DSAMbayes Backtest Documentation

This directory contains lightweight documentation for the DSAMbayes-backtest library.

Current scope:

  • single-series time-series backtest workflows,
  • repo-external parity comparison of DSAMbayes and DSAMbayes-Charles-Dev,
  • common holdout scoring, parameter stability, and provisional recommendation stability.

Start here:

Current worked example:

Important limit:

  • the current recommendation layer is backtest-owned and provisional; it is suitable for engineering comparison, but not yet an owner-approved production allocator.

Subsections of DSAMbayes Backtest Documentation

Chapter 1

Getting Started

Core orientation and the minimum steps to inspect the active backtest harness.

Subsections of Getting Started

Overview

DSAMbayes-backtest is a dedicated repository for a reproducible walk-forward backtest harness for DSAMbayes marketing mix models.

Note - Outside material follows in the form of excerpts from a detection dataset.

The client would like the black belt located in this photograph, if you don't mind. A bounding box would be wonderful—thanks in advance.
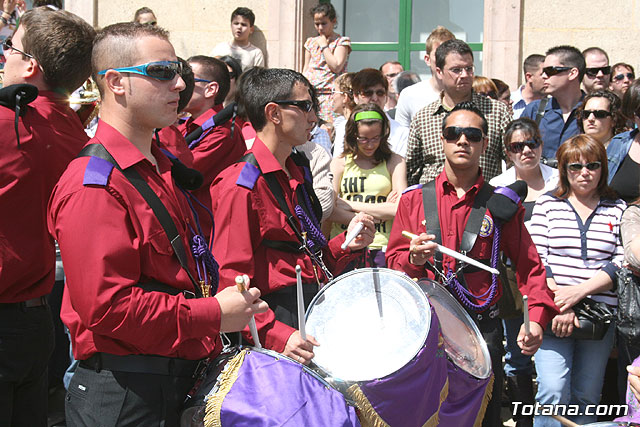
[0,296,47,309]
[80,353,204,377]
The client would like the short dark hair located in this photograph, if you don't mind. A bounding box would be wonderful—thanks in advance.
[133,6,156,22]
[187,55,231,105]
[576,89,626,135]
[502,117,543,152]
[553,134,617,200]
[342,102,392,164]
[91,22,169,96]
[237,67,316,131]
[622,79,640,120]
[20,6,96,93]
[351,68,389,94]
[582,46,609,62]
[178,58,196,113]
[546,45,587,81]
[231,7,256,27]
[310,3,338,21]
[436,39,473,70]
[522,53,544,74]
[438,101,489,136]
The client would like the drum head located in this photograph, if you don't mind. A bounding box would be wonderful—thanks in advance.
[419,280,491,379]
[306,268,431,382]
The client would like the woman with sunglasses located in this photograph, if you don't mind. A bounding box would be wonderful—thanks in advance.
[329,103,407,267]
[607,79,640,203]
[609,62,636,99]
[576,90,625,148]
[529,135,626,426]
[489,117,558,425]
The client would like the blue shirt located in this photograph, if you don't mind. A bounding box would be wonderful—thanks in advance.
[520,94,584,159]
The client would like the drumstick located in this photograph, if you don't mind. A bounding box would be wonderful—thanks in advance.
[340,222,364,251]
[522,295,531,335]
[296,264,307,341]
[236,276,262,348]
[402,231,500,276]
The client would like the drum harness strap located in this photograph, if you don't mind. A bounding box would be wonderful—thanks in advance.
[238,151,333,286]
[422,180,501,312]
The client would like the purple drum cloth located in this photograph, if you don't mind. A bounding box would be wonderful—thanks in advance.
[360,308,454,427]
[614,357,640,423]
[220,351,360,427]
[440,361,493,427]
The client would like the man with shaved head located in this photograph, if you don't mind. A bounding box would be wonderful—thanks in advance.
[48,23,267,426]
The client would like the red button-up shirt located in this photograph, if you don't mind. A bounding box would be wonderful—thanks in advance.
[211,139,358,351]
[49,121,220,360]
[386,170,557,328]
[0,92,89,303]
[178,104,247,239]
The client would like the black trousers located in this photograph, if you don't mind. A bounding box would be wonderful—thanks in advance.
[0,305,54,427]
[65,366,193,427]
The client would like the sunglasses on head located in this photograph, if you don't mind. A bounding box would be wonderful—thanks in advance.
[98,61,182,80]
[567,162,601,172]
[442,126,484,142]
[585,65,611,77]
[542,65,573,77]
[507,139,540,154]
[582,110,612,119]
[360,89,387,98]
[613,73,635,82]
[271,99,313,113]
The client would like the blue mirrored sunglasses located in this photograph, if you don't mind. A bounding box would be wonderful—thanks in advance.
[98,61,182,80]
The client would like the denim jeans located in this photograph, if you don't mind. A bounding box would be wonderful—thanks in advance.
[502,316,533,377]
[534,325,616,427]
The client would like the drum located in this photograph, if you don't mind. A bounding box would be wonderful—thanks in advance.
[306,268,448,426]
[419,280,493,426]
[194,347,360,427]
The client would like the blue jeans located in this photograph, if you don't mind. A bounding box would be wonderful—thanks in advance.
[502,316,533,377]
[534,325,616,427]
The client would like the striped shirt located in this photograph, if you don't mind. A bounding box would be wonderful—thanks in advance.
[405,92,511,185]
[529,193,625,306]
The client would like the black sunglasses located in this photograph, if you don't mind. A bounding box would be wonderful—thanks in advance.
[271,99,313,113]
[567,162,601,172]
[613,73,635,82]
[507,139,540,154]
[542,65,573,77]
[582,110,613,119]
[2,38,33,59]
[585,65,611,77]
[442,126,484,142]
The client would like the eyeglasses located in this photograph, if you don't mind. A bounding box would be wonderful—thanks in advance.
[360,89,387,98]
[449,65,475,76]
[582,110,613,119]
[612,73,635,82]
[356,135,382,144]
[567,162,601,172]
[2,39,34,59]
[507,139,540,154]
[271,99,313,113]
[442,126,484,142]
[542,65,573,77]
[585,65,611,78]
[98,61,182,80]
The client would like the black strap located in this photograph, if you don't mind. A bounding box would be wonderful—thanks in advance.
[536,96,549,126]
[78,143,202,298]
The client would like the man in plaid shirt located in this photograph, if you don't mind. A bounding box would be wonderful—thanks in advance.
[406,40,512,185]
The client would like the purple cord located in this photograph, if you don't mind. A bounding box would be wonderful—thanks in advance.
[445,221,501,312]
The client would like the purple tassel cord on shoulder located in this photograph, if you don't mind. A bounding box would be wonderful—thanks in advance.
[445,221,501,312]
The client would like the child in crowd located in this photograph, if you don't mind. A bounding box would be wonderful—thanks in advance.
[303,3,351,123]
[210,7,264,71]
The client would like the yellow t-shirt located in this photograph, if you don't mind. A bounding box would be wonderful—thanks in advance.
[331,154,393,249]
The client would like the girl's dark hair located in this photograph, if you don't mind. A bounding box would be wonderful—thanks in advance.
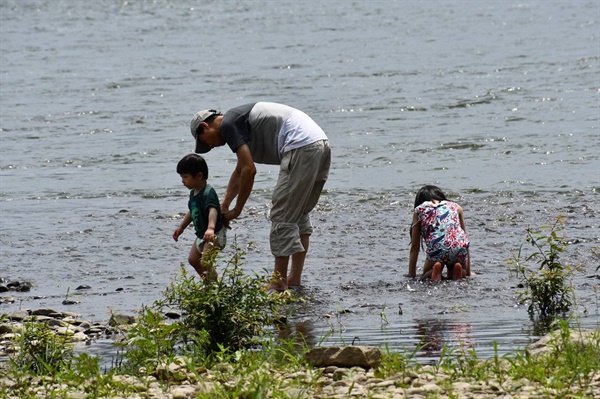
[415,185,448,208]
[177,154,208,180]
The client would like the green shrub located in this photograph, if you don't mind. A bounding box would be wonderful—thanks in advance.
[160,239,289,353]
[9,321,73,375]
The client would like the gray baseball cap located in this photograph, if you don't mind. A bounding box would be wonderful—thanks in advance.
[190,109,222,154]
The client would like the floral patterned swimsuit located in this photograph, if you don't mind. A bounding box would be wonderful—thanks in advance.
[415,201,469,267]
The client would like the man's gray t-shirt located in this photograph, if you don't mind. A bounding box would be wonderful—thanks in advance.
[221,102,327,165]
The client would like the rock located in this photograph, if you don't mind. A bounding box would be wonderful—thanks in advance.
[108,314,135,327]
[305,346,381,369]
[4,310,29,321]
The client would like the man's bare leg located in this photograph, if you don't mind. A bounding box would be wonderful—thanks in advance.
[266,256,290,291]
[286,234,310,287]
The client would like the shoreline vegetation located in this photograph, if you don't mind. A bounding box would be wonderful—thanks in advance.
[0,315,600,399]
[0,230,600,399]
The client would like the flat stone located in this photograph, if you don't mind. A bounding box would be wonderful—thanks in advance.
[305,346,382,368]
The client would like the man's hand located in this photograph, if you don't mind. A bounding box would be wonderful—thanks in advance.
[223,208,242,229]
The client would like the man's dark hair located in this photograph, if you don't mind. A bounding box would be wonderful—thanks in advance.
[196,113,223,137]
[177,154,208,180]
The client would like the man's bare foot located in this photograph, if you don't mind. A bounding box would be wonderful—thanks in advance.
[431,262,442,281]
[264,282,288,292]
[452,263,462,280]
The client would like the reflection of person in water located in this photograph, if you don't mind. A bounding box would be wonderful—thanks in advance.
[416,320,475,357]
[277,320,319,350]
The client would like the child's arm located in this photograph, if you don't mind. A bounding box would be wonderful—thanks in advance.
[203,207,218,242]
[457,205,467,233]
[408,213,421,277]
[458,205,471,277]
[173,211,192,241]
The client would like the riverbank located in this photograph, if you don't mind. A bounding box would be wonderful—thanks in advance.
[0,311,600,399]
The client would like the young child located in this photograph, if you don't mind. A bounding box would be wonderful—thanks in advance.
[173,154,227,281]
[408,186,471,281]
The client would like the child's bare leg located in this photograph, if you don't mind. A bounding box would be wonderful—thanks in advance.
[431,262,444,282]
[200,242,219,281]
[188,241,202,277]
[448,263,463,280]
[287,234,310,287]
[421,259,435,278]
[266,256,290,292]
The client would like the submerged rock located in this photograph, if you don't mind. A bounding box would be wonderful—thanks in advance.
[304,346,382,369]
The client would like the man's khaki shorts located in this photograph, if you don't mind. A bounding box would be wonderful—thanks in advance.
[270,140,331,256]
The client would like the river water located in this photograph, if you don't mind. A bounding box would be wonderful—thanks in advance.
[0,0,600,359]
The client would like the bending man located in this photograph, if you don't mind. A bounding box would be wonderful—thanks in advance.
[190,102,331,291]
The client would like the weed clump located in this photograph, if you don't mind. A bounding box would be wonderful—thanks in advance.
[508,215,575,319]
[115,242,290,372]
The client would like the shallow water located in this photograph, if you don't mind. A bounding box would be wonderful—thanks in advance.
[0,0,600,360]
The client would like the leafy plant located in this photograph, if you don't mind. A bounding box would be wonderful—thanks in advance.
[508,216,574,317]
[9,320,73,375]
[115,307,181,374]
[160,241,290,353]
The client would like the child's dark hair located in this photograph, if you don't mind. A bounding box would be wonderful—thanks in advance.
[177,154,208,180]
[408,185,448,246]
[415,185,448,208]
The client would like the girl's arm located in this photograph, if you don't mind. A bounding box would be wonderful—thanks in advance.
[173,211,192,241]
[203,207,218,242]
[458,205,471,277]
[408,213,421,277]
[457,205,467,233]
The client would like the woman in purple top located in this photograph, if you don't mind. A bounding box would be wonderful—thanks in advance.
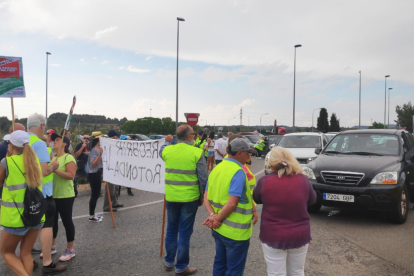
[253,147,316,276]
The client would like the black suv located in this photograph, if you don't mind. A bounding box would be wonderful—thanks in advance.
[303,129,414,224]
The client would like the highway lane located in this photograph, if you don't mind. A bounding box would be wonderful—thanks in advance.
[0,159,414,276]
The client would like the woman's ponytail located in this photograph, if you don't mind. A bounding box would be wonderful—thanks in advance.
[23,144,42,189]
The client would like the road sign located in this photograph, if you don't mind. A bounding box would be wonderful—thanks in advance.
[184,113,200,126]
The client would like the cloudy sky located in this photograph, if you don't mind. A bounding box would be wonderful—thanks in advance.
[0,0,414,126]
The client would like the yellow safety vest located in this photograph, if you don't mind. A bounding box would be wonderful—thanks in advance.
[0,154,45,228]
[254,139,264,151]
[207,159,253,241]
[200,140,208,157]
[29,135,53,184]
[162,143,202,202]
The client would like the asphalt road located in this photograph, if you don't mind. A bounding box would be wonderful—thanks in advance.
[0,160,414,276]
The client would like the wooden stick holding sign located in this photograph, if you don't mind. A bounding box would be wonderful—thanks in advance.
[57,96,76,157]
[106,182,116,228]
[160,196,166,257]
[10,97,14,131]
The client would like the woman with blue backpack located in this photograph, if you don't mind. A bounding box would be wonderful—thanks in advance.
[0,130,45,275]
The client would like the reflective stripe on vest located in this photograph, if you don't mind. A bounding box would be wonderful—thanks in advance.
[208,200,253,215]
[0,154,45,228]
[162,143,202,202]
[29,134,53,184]
[200,140,208,157]
[207,159,253,241]
[254,140,264,150]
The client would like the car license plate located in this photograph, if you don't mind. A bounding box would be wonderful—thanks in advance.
[323,193,355,202]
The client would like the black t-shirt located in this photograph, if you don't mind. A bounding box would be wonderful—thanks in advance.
[75,143,89,170]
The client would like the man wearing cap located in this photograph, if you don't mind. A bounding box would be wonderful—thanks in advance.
[203,138,258,275]
[0,123,26,199]
[27,114,66,275]
[160,125,207,275]
[103,129,124,212]
[75,134,89,179]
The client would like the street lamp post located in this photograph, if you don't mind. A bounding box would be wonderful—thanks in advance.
[312,108,322,132]
[359,70,361,129]
[293,44,302,128]
[388,87,392,128]
[175,17,185,131]
[384,75,390,129]
[260,113,269,133]
[227,117,236,132]
[46,52,51,124]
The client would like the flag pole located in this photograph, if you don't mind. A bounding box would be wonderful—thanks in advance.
[10,97,14,131]
[106,182,116,228]
[160,196,166,257]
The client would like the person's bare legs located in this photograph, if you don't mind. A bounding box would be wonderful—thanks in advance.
[20,229,39,276]
[0,230,28,276]
[40,227,53,266]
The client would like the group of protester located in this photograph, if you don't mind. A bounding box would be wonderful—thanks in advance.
[0,114,133,275]
[160,125,316,276]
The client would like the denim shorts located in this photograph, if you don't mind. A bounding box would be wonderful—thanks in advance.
[3,223,43,236]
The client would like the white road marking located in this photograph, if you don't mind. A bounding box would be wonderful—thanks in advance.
[70,200,164,221]
[0,170,264,231]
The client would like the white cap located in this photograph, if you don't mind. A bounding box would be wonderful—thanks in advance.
[4,130,30,148]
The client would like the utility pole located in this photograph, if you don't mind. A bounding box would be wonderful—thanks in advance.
[240,108,243,132]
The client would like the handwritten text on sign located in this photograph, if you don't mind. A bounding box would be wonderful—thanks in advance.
[99,137,165,193]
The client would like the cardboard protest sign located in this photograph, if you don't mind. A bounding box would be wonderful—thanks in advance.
[99,137,165,194]
[0,56,26,98]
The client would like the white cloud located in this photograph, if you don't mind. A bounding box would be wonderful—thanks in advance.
[93,26,118,39]
[127,65,150,73]
[156,67,197,78]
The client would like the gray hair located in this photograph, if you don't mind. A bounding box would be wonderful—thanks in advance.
[177,125,191,140]
[27,113,46,130]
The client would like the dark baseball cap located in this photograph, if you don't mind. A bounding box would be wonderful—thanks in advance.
[108,129,121,138]
[50,132,70,148]
[230,138,256,153]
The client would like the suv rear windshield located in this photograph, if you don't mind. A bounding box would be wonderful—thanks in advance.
[324,133,400,156]
[278,135,322,148]
[244,135,260,144]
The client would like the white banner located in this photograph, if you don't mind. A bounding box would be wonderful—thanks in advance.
[99,137,165,194]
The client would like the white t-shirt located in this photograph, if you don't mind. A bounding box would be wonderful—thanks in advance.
[214,138,228,160]
[206,139,216,152]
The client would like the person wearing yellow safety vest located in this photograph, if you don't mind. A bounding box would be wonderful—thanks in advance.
[27,114,66,274]
[160,125,207,275]
[0,123,26,201]
[254,136,265,159]
[203,138,258,276]
[0,130,45,275]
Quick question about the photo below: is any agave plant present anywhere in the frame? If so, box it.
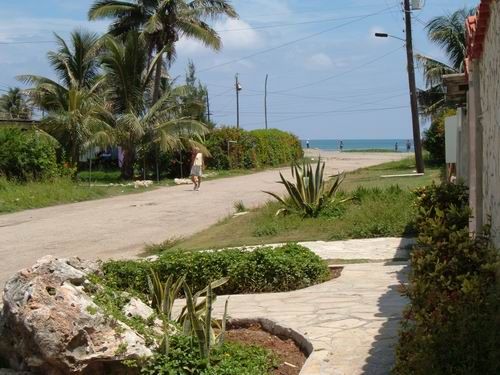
[265,160,347,217]
[148,270,229,361]
[148,270,186,320]
[177,278,228,359]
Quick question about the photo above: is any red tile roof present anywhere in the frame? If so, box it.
[466,0,497,60]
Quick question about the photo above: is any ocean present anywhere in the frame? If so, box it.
[301,139,413,152]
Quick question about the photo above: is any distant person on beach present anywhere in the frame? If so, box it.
[190,147,203,191]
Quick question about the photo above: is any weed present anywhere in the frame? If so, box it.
[233,201,248,212]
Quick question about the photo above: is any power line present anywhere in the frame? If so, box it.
[271,46,403,93]
[198,7,393,73]
[245,105,408,126]
[0,40,56,45]
[215,16,384,33]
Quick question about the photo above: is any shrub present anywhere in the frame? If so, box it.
[205,127,303,170]
[0,128,58,181]
[103,244,329,294]
[250,129,303,167]
[141,335,276,375]
[415,183,470,233]
[394,184,500,375]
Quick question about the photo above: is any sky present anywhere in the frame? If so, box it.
[0,0,478,139]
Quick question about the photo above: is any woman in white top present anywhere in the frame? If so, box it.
[190,147,203,191]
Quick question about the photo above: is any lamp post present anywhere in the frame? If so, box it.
[227,140,238,169]
[234,73,242,129]
[375,0,424,173]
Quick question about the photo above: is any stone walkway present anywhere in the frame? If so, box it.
[211,238,409,375]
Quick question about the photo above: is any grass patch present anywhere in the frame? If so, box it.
[0,178,144,213]
[176,159,440,250]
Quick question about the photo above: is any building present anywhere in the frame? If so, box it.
[444,0,500,247]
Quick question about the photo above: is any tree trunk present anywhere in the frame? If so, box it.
[121,147,135,180]
[153,54,163,104]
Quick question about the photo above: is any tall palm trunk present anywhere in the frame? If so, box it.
[153,53,163,103]
[121,146,135,180]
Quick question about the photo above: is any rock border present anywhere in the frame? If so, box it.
[228,318,316,375]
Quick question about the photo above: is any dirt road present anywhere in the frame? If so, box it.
[0,150,407,285]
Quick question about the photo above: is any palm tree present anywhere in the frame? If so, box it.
[41,85,113,166]
[17,30,110,165]
[17,30,101,111]
[89,0,238,103]
[417,8,476,116]
[102,31,206,179]
[0,87,31,120]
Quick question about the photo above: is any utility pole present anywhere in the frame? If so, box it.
[404,0,424,173]
[234,73,241,129]
[264,74,268,130]
[207,91,211,123]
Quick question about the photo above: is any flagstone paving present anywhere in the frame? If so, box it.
[211,238,409,375]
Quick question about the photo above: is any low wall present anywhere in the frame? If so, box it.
[479,1,500,247]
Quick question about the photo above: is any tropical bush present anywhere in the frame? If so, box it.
[266,160,348,217]
[415,183,470,233]
[205,127,303,169]
[103,244,329,294]
[0,128,58,181]
[141,335,276,375]
[394,184,500,375]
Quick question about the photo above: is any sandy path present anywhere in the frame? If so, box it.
[0,150,407,285]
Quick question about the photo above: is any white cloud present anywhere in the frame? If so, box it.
[215,18,262,50]
[0,17,107,42]
[305,52,335,70]
[177,19,263,56]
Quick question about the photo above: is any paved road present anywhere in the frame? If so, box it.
[0,151,406,285]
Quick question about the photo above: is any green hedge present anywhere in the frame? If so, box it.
[103,244,329,294]
[206,127,303,169]
[394,184,500,375]
[0,128,58,181]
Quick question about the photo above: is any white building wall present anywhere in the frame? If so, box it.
[479,1,500,247]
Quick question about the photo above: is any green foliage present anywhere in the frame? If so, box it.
[415,183,470,233]
[394,184,500,375]
[147,270,184,320]
[234,200,248,213]
[141,335,276,375]
[266,160,347,217]
[0,128,58,181]
[103,244,329,294]
[205,127,303,169]
[423,109,456,164]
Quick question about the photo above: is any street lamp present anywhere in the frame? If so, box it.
[227,140,238,169]
[375,27,424,173]
[234,73,243,129]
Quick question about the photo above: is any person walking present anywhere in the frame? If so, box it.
[190,147,203,191]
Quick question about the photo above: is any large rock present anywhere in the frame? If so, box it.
[0,256,152,375]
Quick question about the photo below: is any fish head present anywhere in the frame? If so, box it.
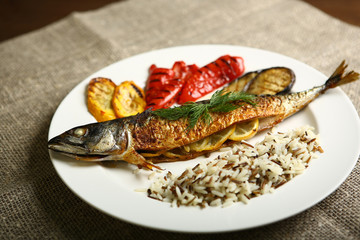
[48,121,128,161]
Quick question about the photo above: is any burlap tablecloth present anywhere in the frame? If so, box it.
[0,0,360,239]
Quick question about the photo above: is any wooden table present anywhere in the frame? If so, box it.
[0,0,360,42]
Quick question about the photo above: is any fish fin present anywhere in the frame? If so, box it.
[120,147,162,170]
[324,60,360,91]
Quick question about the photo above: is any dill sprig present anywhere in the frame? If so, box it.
[152,90,256,131]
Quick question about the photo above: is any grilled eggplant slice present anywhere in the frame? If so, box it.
[243,67,295,95]
[223,71,259,93]
[223,67,295,95]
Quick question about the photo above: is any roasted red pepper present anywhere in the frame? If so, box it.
[178,55,245,104]
[145,61,198,110]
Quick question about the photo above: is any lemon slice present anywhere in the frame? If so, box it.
[229,119,259,141]
[140,151,163,157]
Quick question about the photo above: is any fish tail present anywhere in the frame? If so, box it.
[323,60,360,91]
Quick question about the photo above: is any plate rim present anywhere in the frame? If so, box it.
[48,44,360,233]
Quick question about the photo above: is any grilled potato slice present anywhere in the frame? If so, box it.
[243,67,295,95]
[87,77,116,122]
[112,81,146,118]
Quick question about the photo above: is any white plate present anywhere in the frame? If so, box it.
[49,45,360,232]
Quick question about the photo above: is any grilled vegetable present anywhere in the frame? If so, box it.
[145,61,198,110]
[87,78,116,122]
[223,71,259,93]
[178,55,245,104]
[48,62,359,168]
[112,81,146,118]
[244,67,295,95]
[223,67,295,95]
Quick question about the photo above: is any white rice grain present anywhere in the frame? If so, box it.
[145,126,322,208]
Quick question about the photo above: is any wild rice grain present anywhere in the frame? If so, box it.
[147,126,323,208]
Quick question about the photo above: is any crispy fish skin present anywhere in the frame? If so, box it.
[48,62,359,169]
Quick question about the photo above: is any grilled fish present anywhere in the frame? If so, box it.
[48,61,359,169]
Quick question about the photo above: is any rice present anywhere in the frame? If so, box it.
[147,126,323,208]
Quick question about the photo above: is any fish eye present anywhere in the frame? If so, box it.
[74,128,87,137]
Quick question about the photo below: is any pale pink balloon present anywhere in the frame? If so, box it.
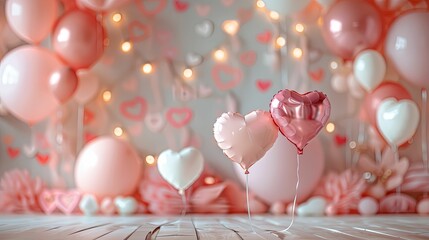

The repo exists to keep the evaluation contract outside the source modelling repositories. It compares:

  • original DSAMbayes
  • DSAMbayes-Charles-Dev

on the same data, folds, and scoring rules.

What The Repo Owns

  • the manifest and replay contract
  • blocked walk-forward fold planning
  • common KPI-scale holdout scoring
  • adjacent-refit stability analytics
  • repo-owned result artifacts and summary tables
  • a short reporting surface for engineering and peer-review use

Current Scope

The current milestone is intentionally narrow:

  • one single-series time-series pilot at a time
  • one shared comparison contract across both repos
  • one shared external scorer
  • explicit guardrails around lagged and rolling features

Hierarchical / panel backtesting is deferred.

Current Worked Example

The active engineering example is _st, run under an explicit engineering-only scale = FALSE policy. On that example, the repo currently supports:

  • forward holdout scoring
  • parameter stability
  • provisional fixed-budget recommendation stability

The engineering worked example is not the final stakeholder-facing verdict. The intended next substantive use is the UK dataset once it is available.

Quickstart

This is the minimum path to inspect the active backtest harness.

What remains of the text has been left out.